Everyone was divided into groups. The working class groups looked a lot like one another. They were created by a process of egg-splitting which resulted in dozens of identical twins from one egg. The top groups were carefully selected and bred so that they would have high intelligence. People had no choice in their way of life and actually were content with their lot because of constant hypnotic conditioning. Naturally there were one or two rebels to make the story interesting. They did the unheard of thing of falling in love. However, there was no way they could buck the system so both the hero and the heroine died in the end.
On TV the other night they had an interesting documentary concerning cows. Some high class cows are being turned into breeding machines. The cows selected are fed fertility pills so that they are capable of having 8-14 calves. Eight days after the eggs are artificially fertilized by a bull, they remove the embryos from the cows’ uterus. They then plant them in the uteruses of other cows. These other cows, which are not necessarily pedigreed, bear these superior calves, little knowing that they are foster mothers to their own offspring. I suppose they sometimes wonder why junior resembles neither themselves nor papa but true mother-love overlooks such curiosity.

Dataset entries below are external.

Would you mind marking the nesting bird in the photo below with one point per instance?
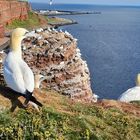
(17, 73)
(132, 94)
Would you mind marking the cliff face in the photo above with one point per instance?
(55, 55)
(11, 10)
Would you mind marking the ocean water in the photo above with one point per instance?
(109, 42)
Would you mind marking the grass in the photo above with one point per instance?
(32, 21)
(63, 119)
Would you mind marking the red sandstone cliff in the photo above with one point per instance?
(11, 10)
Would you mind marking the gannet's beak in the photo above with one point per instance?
(26, 34)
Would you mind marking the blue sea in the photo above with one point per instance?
(109, 42)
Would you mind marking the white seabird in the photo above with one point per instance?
(17, 73)
(132, 94)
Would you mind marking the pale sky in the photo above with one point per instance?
(103, 2)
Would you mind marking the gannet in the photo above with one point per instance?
(132, 94)
(38, 80)
(17, 74)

Apparently some scientists would like to try this with people. The trouble is people are not cows. They can read and write and protest a lot. The idea is to get people who are extremely intelligent to have numerous progeny supposedly as smart as they are. Brains are supposed to be hereditary. The trouble is they sometimes skip a generation if there is even one small dumb gene to gum up the works. They are like curly hair. My mother has curly hair but she was very selfish with it. My brother got a bit of a wave but as for me, my hair is so straight you could draw inches on it and use it for a ruler.
It would be terrible to have 8 – 14 children and find they were all less intelligent than you. Especially if none of them had curly hair. Of course if other people bore them for you, they would probably want to keep them. If it was me I would be very curious about them anyway. I would want to know how many were girls, how many were boys, and if they ever became mathematical geniuses or whatever.
If they became mathematical geniuses, it would not be because of my genes. Math was always my poorest subject in school. Luckily Brave New World will not come to pass in my generation, I’m afraid I would be selected as a host mother. I would hate to have kids spouting algebraic equations at two years old and balancing my cheque book at three. On second thought this may not be a bad idea. Our cheque book is always a mess so I usually place complete faith in the girls who work at the bank in hopes that their arithmetic is better than mine. If we had a real bright child he could also do our income tax returns. That would be a big step forward for modern science.